Plus de 250 personnes ont été enlevées et 128 restent captives à Gaza, dont 36 seraient mortes, selon l’armée.
En riposte, Israël a promis de détruire le Hamas, au pouvoir à Gaza depuis 2007, et lancé une offensive ayant fait jusqu’à présent 34 943 morts, selon le ministère de la Santé du mouvement islamiste.
L’Égypte a exhorté vendredi le Hamas et Israël à faire preuve de «flexibilité» alors que les efforts des médiateurs «se poursuivent» en vue d’une trêve, malgré le départ du Caire des délégations des deux belligérants, selon le média Al Qahera News.
Pour le Hamas, le «rejet par Israël» de cette proposition ramène les négociations «à la case départ».

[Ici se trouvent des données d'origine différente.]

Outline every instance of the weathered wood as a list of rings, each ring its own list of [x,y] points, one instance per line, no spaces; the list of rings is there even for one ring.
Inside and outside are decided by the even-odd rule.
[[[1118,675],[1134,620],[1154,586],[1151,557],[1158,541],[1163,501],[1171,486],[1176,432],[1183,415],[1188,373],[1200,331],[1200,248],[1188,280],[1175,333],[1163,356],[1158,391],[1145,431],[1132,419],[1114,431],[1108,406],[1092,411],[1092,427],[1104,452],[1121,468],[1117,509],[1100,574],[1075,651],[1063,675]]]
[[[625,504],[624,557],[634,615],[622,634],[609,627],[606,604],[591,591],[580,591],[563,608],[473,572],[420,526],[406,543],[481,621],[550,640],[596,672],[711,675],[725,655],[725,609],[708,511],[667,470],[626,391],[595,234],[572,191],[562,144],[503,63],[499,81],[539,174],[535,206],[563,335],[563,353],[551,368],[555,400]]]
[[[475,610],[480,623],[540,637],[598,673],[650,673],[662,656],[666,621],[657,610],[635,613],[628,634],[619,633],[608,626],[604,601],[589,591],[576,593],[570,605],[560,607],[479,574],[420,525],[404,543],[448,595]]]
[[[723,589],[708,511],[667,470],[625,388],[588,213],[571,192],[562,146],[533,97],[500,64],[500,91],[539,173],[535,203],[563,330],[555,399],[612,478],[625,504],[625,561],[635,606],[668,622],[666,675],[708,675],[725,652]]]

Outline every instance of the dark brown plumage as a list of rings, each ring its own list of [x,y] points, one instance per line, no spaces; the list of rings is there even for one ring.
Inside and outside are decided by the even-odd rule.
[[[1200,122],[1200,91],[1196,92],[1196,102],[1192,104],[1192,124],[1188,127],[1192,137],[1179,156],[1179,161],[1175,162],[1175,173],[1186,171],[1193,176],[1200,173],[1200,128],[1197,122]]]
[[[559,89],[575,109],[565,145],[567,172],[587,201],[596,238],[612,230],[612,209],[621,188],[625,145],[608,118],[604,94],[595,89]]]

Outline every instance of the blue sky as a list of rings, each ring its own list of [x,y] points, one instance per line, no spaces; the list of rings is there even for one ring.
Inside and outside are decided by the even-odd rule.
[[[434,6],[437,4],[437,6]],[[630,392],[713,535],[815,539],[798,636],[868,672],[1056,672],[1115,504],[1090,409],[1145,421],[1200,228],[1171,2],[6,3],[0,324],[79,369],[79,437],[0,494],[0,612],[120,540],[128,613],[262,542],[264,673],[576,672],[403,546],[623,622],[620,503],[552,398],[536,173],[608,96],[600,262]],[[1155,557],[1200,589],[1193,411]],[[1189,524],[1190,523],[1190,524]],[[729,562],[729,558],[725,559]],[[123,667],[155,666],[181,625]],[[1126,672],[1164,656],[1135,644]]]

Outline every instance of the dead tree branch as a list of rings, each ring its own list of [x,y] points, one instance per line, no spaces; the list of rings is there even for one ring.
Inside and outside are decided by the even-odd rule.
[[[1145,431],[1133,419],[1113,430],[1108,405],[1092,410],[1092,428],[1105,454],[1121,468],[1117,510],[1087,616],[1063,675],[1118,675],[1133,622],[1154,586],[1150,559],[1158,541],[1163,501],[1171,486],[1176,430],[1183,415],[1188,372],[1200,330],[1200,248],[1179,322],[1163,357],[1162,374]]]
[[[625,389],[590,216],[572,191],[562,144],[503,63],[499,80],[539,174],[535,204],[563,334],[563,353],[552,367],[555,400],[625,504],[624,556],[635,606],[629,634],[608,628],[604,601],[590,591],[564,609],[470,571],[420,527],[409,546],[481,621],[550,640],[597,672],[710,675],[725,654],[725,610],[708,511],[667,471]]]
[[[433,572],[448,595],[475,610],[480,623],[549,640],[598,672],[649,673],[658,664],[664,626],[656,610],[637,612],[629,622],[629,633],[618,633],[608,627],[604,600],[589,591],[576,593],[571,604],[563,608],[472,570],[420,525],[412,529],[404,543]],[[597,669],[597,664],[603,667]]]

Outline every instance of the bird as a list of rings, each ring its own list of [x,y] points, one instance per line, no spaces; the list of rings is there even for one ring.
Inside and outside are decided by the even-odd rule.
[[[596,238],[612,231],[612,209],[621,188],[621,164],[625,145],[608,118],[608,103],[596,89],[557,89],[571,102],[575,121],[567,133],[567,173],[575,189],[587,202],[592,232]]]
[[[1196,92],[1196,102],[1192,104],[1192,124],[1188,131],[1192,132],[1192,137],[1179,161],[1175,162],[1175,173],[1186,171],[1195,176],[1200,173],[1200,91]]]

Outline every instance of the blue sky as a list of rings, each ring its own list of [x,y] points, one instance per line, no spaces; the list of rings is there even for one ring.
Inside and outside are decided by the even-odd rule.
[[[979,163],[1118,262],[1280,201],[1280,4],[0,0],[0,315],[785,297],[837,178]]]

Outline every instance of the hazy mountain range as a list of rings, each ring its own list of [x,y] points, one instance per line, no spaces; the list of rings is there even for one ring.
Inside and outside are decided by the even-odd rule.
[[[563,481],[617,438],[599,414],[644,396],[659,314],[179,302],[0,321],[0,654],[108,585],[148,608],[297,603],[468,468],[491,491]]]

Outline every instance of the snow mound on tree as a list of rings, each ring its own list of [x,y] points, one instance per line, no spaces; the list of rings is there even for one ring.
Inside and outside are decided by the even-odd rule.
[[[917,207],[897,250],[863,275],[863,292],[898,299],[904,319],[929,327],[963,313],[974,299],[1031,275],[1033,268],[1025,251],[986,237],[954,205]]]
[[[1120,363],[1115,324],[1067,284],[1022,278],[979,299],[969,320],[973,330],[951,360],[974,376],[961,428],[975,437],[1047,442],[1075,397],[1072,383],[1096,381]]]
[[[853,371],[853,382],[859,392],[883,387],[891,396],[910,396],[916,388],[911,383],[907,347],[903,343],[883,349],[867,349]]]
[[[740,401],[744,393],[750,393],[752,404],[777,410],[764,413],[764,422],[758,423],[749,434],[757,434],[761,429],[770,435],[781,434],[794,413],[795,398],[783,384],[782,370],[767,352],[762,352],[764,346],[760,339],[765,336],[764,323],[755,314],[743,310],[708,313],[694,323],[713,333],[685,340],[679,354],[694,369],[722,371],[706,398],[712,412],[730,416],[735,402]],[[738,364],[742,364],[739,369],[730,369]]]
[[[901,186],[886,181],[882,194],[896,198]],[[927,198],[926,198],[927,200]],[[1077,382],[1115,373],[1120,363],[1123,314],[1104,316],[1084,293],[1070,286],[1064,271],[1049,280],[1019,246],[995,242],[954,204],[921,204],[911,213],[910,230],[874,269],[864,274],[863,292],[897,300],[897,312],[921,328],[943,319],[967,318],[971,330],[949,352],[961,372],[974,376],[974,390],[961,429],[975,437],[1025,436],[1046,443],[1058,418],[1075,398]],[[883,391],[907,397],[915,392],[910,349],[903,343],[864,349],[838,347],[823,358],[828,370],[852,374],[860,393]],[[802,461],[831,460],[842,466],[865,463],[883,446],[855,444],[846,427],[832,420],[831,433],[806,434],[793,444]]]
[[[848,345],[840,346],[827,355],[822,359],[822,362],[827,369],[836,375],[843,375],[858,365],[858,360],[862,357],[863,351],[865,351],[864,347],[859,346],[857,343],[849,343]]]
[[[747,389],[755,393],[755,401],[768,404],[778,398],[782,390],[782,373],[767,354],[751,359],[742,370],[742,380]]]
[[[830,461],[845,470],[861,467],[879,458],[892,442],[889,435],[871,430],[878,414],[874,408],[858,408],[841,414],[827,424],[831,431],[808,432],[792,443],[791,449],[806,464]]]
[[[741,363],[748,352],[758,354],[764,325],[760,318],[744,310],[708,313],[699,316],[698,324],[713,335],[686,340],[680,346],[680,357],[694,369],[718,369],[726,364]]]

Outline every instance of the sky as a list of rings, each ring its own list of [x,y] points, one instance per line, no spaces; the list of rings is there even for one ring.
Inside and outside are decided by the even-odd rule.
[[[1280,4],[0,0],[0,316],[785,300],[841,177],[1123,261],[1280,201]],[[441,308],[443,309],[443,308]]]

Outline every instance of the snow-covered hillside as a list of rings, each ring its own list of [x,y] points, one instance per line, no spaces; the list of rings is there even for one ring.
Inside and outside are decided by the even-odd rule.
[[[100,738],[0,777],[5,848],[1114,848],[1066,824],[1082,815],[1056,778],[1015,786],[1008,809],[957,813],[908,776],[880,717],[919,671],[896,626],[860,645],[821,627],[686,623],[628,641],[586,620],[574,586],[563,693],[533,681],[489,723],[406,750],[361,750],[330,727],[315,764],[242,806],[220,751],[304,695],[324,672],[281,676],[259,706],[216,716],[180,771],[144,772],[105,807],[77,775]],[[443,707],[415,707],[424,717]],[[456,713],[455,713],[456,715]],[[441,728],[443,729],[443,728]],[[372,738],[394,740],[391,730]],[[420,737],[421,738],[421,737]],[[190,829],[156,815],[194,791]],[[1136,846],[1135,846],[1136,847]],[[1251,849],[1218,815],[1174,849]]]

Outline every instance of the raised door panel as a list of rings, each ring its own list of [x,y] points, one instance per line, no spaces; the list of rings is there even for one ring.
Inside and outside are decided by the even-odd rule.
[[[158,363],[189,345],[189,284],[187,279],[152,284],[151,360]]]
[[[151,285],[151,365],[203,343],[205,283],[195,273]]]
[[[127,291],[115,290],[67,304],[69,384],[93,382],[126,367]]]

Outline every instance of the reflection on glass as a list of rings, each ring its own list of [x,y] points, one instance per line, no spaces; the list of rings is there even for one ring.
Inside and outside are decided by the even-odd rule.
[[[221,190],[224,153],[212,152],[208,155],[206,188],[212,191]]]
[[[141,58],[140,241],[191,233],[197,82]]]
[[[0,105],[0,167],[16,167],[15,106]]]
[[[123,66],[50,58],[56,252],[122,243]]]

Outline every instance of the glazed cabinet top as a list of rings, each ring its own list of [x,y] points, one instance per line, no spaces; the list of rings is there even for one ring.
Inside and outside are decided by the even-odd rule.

Lundi, il avait donné son feu vert à un accord en trois phases de 42 jours chacune selon lui, incluant un retrait israélien de Gaza ainsi qu’un échange d’otages israéliens et de prisonniers palestiniens, en vue d’un «cessez-le-feu permanent».
Or, Israël s’oppose à un cessez-le-feu définitif tant que le Hamas, qu’il considère comme une organisation terroriste, ne sera pas vaincu.